Nadal slumped into his chair, his head in his hands, on the verge of tears and at one point swaying towards the net as if ready to throw in the towel.
But then the painkillers seemed to kick in, and in the blink of an eye the Spaniard was in the ascendancy. Wawrinka's feathers were ruffled and even a few swift punches to the side of his own cranium could not get him fired up enough to prevent Nadal cruising to the third set and leaving Wawrinka to rue the missed opportunity.
It proved to be a mere blip.
Wawrinka got his eye back on the ball and, much like in the first set, dominated proceedings with a series of blistering backhands. After two hours and 21 minutes, the championship-winning forehand flew past Nadal.
Wawrinka slowly raised his arms to the air, barely breaking into a smile. He knew he had beaten a half-fit Nadal, who was quick to assure his opponent that he was a thoroughly deserving winner.
"Hello everyone," Wawrinka said as he approached the microphone to collect his trophy and winner's cheque from 14-time grand slam champion and twice winner of the Australian Open Pete Sampras.
"Rafa, I am really sorry for you. I hope your back is going to be fine. You are a brilliant champion and it is always a pleasure to play against you. Well done for your comeback to become world No. 1, you are always so professional and lovely to everyone so it is great to have you back."
Stan the man in Australian Open mind game
- Stanislas Wawrinka's Australian Open triumph proved to everyone - himself included - that he has the physical ability to match the world's very best, but perhaps even more importantly he showed the mental fortitude to go with it as well, writes Chris Wilkinson.
- Click here to read the full column
As Nadal wiped a tear from his eye, Wawrinka added: "I love playing here.
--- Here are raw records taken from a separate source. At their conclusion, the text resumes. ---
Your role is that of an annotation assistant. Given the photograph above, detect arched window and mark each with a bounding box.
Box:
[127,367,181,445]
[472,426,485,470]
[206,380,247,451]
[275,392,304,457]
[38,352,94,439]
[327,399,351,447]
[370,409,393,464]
Last year I had a crazy match [against Novak Djokovic] and I was crying a lot after that match - but in the last year a lot has happened and I'm still not sure if I am dreaming or not so I will see tomorrow morning.
"I would like to congratulate my team, and say thank you to my beautiful wife and daughter. I am coming home in two days and I can't wait."
Nadal added: "[Wawrinka] played unbelievable to win that title. I'm very happy for him. He is a great friend of mine and he deserved it.
"I played a few great matches - against Monfils and Federer. I played enough well to be in the final. I go home knowing I did as much as I can."
When asked about his back, the Spaniard replied: "In that moment I was too worried to think what happened. My physio tried to relax it a bit - but I [wanted] to finish the match for the crowd, for the opponent, and for me.
"[But] this is not the moment to talk about the back. I'm disappointed and sad about what happened, and the crowd wants to watch the best match possible. I was not able to do that for them. I understand their reaction and you will never hear me talk badly about the crowd here.
"But this is Stan's day, not my day."